At least one poll shows Minnesotans want Molnau to resign as transportation commissioner. But Molnau remains in the job Gov. Tim Pawlenty assigned to her, serving the governor the way a back-yard hay bale helps keep Little Jimmy's arrows from hitting the side of the house.
Taking the hit for Pawlenty is politics. But when she took the helm of MnDOT, Molnau was no longer merely a politician. She was a public servant. And she is doing the public no good by staying in her job for political reasons.
Molnau has ducked journalists and legislators who want to ask in-depth questions about the maintenance debates that took place before the bridge fell, or the spin-control efforts that followed (MnDOT decided within hours of the collapse to hire an outside consulting firm -- for $2 million, the same price as the plan to strengthen the bridge that had earlier been rejected).
Most of these woe-is-me exchanges have boiled down to questions of the "How are you holding up" variety. (Short answer: Better than the bridges). Molnau cried on one newscast as she described visiting the bridge and shed tears on another station when asked if the collapse had changed her life.
"A lot of people's lives have changed," she told one station. "A lot of the employees here at MnDOT ... and a lot of the families who were affected. So all of our lives have changed a bit ... and mine's no different."
Thirteen people are dead, dozens are injured for life. And some are being criticized for how they do their job. See?
We're all affected.
Molnau is entitled to have feelings. But the taxpayers are entitled to straight answers from the politician running the Department of Transportation when the bridge fell.

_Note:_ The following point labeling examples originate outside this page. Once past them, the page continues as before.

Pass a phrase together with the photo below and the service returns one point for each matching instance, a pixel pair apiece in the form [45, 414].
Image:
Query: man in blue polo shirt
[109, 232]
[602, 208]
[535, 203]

Here are a dozen Molnau could begin with:
1. Why do you need an assistant (Bob McFarlin) to answer basic questions about MnDOT practices and decisions?
2. What role has the governor played in managing MnDOT and the bridge crisis?
3. MnDOT paid a consultant to figure out how to fix the 35W bridge, then ignored the recommendations. Why?
4. What changes, if any, have you made in inspection and repair procedures since Aug. 1?
5. Why did you hire a private consultant to study the collapse (in addition to the National Transportation Safety Board)? Who besides you and the governor will see the findings before release?
6. Do you truly believe there is nothing you could have done to prevent the collapse and the loss of lives?
7. You say MnDOT decisions aren't solely "engineer-based." Not even when public safety is at stake? Please justify.
8. The governor says money was not an issue in the collapse, but you say MnDOT "looks at costs to maximize resources." Reconcile, please. How did "looking at costs" limit work on the 35W bridge?
9. Many defects on the 35W bridge went un-fixed for years. Why are bridges repeatedly re-inspected instead of repairs being made as problems are discovered?
10. Sonia Morphew Pitt, the fired MnDOT manager, led emergency preparedness drills, and yet you say her presence wasn't required after the collapse. Why not? What was your role in supervising her? When did you first receive complaints about her travels? If it was before the collapse, why was she still in her job?
11. Why did you pick a design for a new Wakota Bridge (years behind schedule and far over budget) that fails half of the time it is used? Finally:
12. Is it not best for Minnesota, and the employees and reputation of MnDOT, for you to resign immediately?